I just sent email to Senators Murray and Cantwell regarding the public option. I think we all need to do our part to let our senators know how we feel about healthcare. Text of my email after the jump.
Dear Senator [Murray/Cantwell],
Like many people, I was laid off from work several times in the 1990s. One time, when the company I worked for went out of business just as I was going on temporary disability, I couldn't even get COBRA coverage because they had recently shrunk to fewer than 20 employees. I was unable to qualify for Medi-Cal, CA's version of Medicaid. I was able to get some care through Los Angeles County, but it was very limited - one might even say rationed.
I eventually got better, got back to work, and was once again insured, but I was laid off from work in 2001 and unemployed for about four years. I was living in Vancouver, WA at the time. For the first 18 months, I paid for COBRA which was unbelievably expensive. When it became clear that I wasn't going to be able to get a new job for awhile, I applied for WA Basic Health. Although I was approved to join, I was not allowed to do so due to lack of space in the system. By the time I found out I wasn't going to be covered, my COBRA had expired and I could no longer claim a continuation of coverage. That made a huge difference to the insurance companies I was trying to buy coverage from. I ended up having to go without insurance at all for almost a year. I could instead have paid a fortune for coverage that excluded any pre-existing conditions.

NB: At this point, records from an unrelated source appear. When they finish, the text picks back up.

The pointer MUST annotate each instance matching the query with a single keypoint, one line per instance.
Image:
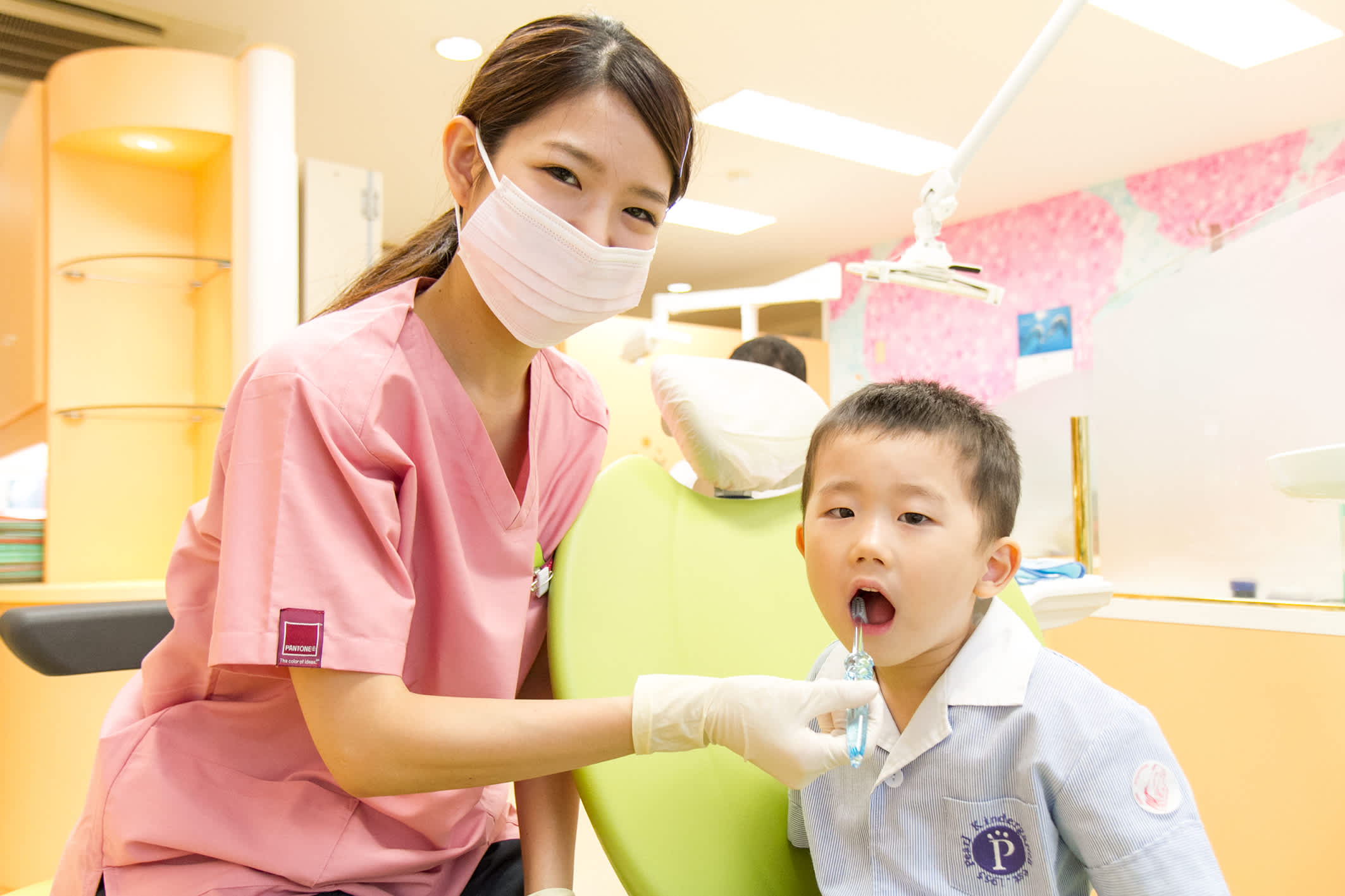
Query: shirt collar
(991, 670)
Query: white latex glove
(762, 719)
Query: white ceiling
(1112, 100)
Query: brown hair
(536, 66)
(772, 351)
(927, 407)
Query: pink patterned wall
(1075, 250)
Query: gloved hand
(760, 718)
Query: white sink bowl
(1310, 473)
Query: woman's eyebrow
(596, 164)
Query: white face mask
(542, 277)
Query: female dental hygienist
(357, 665)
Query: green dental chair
(655, 578)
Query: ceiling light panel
(693, 212)
(790, 123)
(1241, 33)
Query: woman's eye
(562, 175)
(642, 214)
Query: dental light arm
(927, 264)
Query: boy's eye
(642, 215)
(562, 175)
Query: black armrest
(74, 639)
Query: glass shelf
(171, 413)
(190, 272)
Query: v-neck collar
(991, 670)
(452, 407)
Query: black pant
(499, 873)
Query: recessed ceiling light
(147, 143)
(691, 212)
(1241, 33)
(790, 123)
(459, 49)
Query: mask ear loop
(490, 169)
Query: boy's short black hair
(927, 407)
(772, 351)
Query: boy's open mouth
(876, 606)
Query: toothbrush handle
(856, 734)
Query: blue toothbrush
(858, 666)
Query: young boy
(996, 766)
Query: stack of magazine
(20, 549)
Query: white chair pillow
(741, 426)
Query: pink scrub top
(358, 519)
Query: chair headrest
(741, 426)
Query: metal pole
(1028, 66)
(1083, 492)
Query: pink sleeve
(574, 474)
(310, 573)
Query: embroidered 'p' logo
(301, 639)
(1000, 848)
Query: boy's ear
(1001, 566)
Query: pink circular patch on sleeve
(1156, 789)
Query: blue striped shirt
(1020, 773)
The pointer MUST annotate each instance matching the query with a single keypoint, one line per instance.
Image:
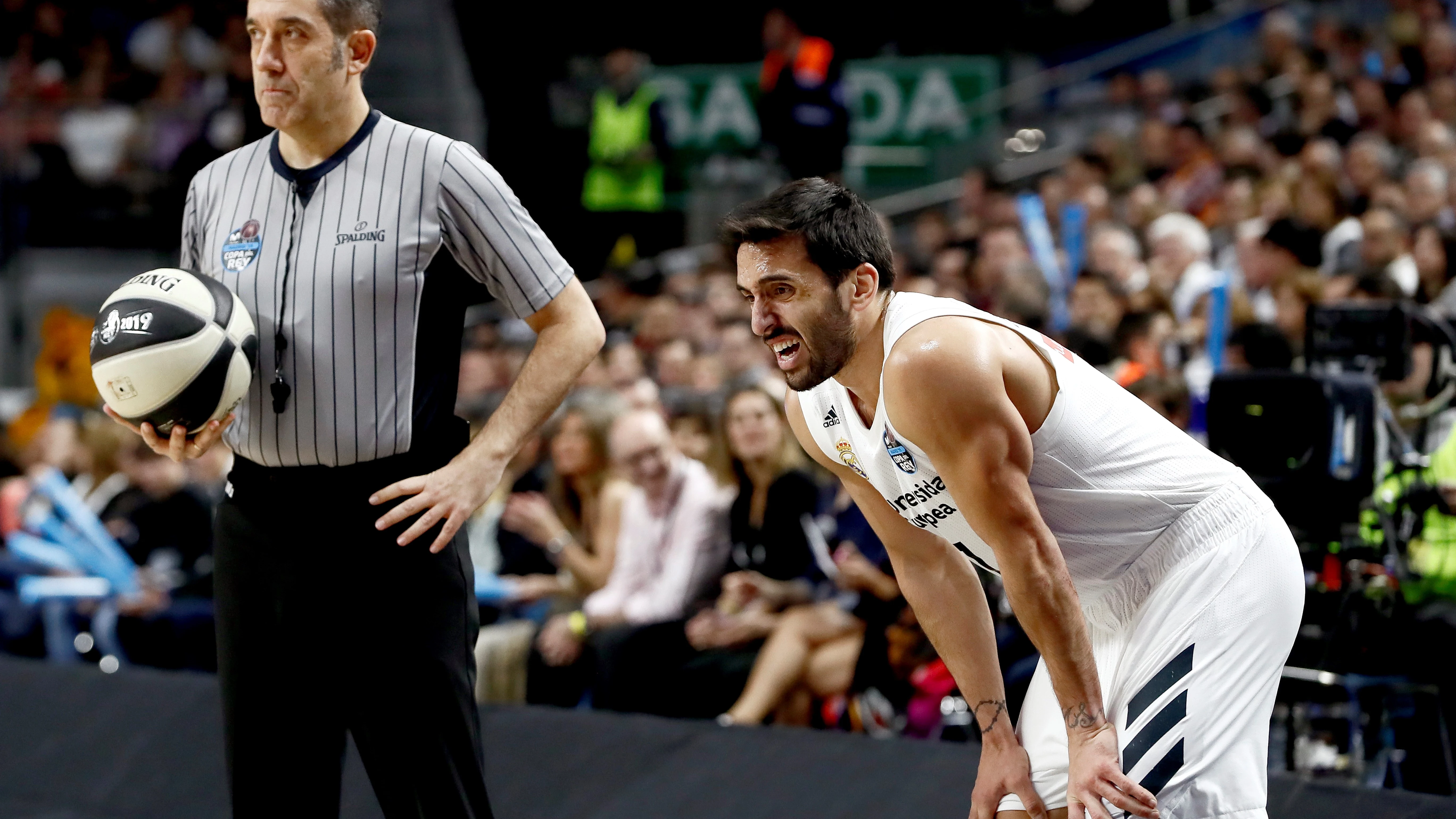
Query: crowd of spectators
(107, 110)
(664, 546)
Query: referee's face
(300, 68)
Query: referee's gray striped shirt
(373, 343)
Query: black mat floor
(140, 744)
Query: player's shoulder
(953, 352)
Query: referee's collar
(309, 177)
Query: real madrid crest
(899, 454)
(846, 454)
(242, 247)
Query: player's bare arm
(947, 597)
(568, 337)
(978, 394)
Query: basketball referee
(327, 231)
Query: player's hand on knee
(1094, 774)
(1005, 767)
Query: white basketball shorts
(1190, 680)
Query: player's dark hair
(839, 229)
(349, 16)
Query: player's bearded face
(816, 346)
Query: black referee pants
(325, 626)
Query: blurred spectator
(801, 106)
(670, 544)
(167, 528)
(698, 667)
(574, 518)
(1288, 248)
(1113, 251)
(814, 649)
(1194, 175)
(1178, 266)
(1385, 250)
(162, 40)
(1426, 195)
(1095, 308)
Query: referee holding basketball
(347, 445)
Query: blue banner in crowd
(1045, 253)
(1218, 336)
(1074, 238)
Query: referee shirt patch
(242, 247)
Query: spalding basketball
(172, 348)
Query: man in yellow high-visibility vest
(624, 189)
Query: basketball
(172, 348)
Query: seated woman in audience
(697, 668)
(555, 543)
(574, 516)
(814, 649)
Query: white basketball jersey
(1108, 473)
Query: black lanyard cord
(279, 387)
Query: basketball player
(346, 595)
(1160, 585)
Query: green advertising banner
(908, 114)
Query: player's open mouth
(787, 352)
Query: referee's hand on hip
(568, 337)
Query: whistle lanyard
(279, 387)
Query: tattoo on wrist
(995, 708)
(1081, 718)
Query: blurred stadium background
(1243, 212)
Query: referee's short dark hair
(839, 229)
(349, 16)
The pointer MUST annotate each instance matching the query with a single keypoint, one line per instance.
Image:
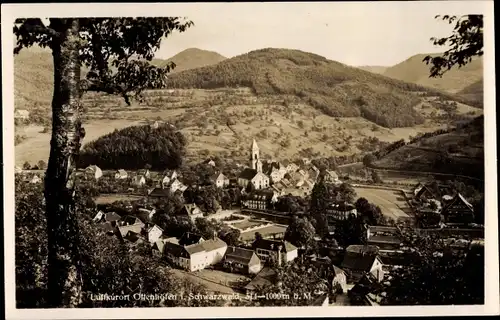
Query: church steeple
(255, 157)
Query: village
(247, 264)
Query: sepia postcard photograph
(225, 160)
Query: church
(254, 175)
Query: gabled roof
(218, 175)
(159, 192)
(159, 245)
(208, 245)
(254, 145)
(191, 207)
(124, 230)
(189, 238)
(239, 255)
(130, 220)
(247, 174)
(274, 245)
(175, 249)
(112, 216)
(458, 198)
(264, 278)
(359, 261)
(93, 168)
(337, 271)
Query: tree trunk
(64, 273)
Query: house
(312, 172)
(242, 261)
(158, 248)
(360, 259)
(165, 181)
(144, 172)
(121, 174)
(385, 238)
(35, 179)
(279, 251)
(191, 210)
(361, 294)
(158, 193)
(109, 228)
(427, 192)
(220, 180)
(155, 125)
(339, 278)
(153, 233)
(458, 211)
(98, 217)
(265, 278)
(196, 256)
(254, 174)
(189, 238)
(292, 167)
(94, 171)
(176, 254)
(259, 199)
(146, 214)
(275, 170)
(331, 177)
(175, 185)
(139, 181)
(258, 179)
(21, 114)
(340, 211)
(112, 217)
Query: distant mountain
(191, 58)
(374, 69)
(474, 92)
(33, 72)
(33, 78)
(414, 70)
(456, 151)
(334, 88)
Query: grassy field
(224, 122)
(269, 230)
(110, 198)
(392, 203)
(247, 224)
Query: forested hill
(191, 58)
(136, 147)
(414, 70)
(474, 92)
(332, 87)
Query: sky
(355, 33)
(375, 33)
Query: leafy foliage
(333, 88)
(300, 232)
(370, 213)
(440, 276)
(116, 51)
(466, 42)
(134, 147)
(107, 264)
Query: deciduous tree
(117, 51)
(465, 43)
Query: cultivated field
(268, 230)
(110, 198)
(223, 122)
(392, 203)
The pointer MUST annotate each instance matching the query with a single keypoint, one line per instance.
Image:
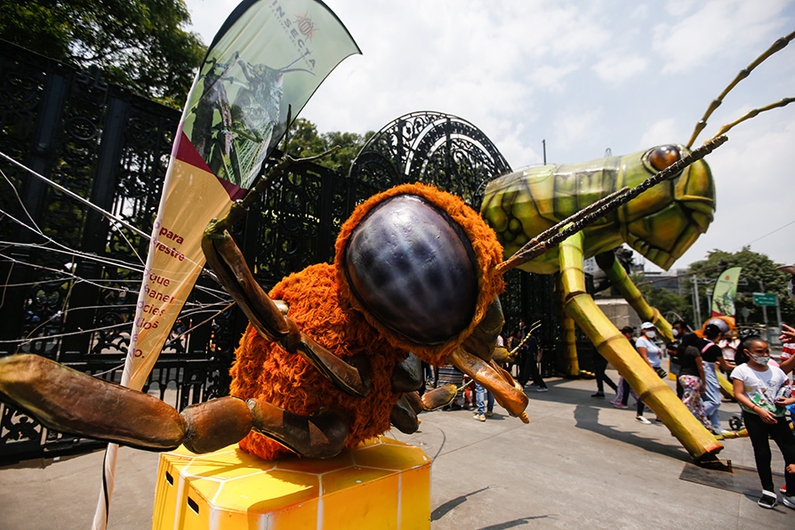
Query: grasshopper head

During that time my husband and I stopped taking some of our medications due to the expense, and probably didn't see doctors as often as we should have for chronic conditions.
We did eventually get covered by Basic Health, and we were very pleased both by the subsidized cost to us and the coverage. Still, at one point when I needed surgery, I had to demonstrate that it wasn't due to a pre-existing condition. Had it been, it would have cost me over $20,000 that I didn't have instead of the reasonable co-insurance I paid.
The for-profit insurance industry has chosen to exclude rather than include, to ration care, and to continually raise our premiums while giving us less for our money. Patients, physicians, and hospitals struggle while the insurance companies make inordinate profits.
Every day people are forced into bankruptcy or foreclosure due to medical expenses. Thousands of people are dying because they didn't feel they could go to the doctor for treatable conditions. Our emergency rooms and urgent care clinics are overwhelmed.
Given my personal experience of dealing with the high cost of providing my own insurance and suffering from the lack of it, I am very upset to learn that we might not get a public option in the healthcare bill. It is pathetic that we are the only industrialized nation that doesn't provide even minimal healthcare to all citizens. It is time for America to invest in the wellness of its people.
I hope you will have the courage to fight for the public option. The Republicans are lying about how much it would cost and about the fact that a vast majority of Americans want to see it happen. Don't let them kill it.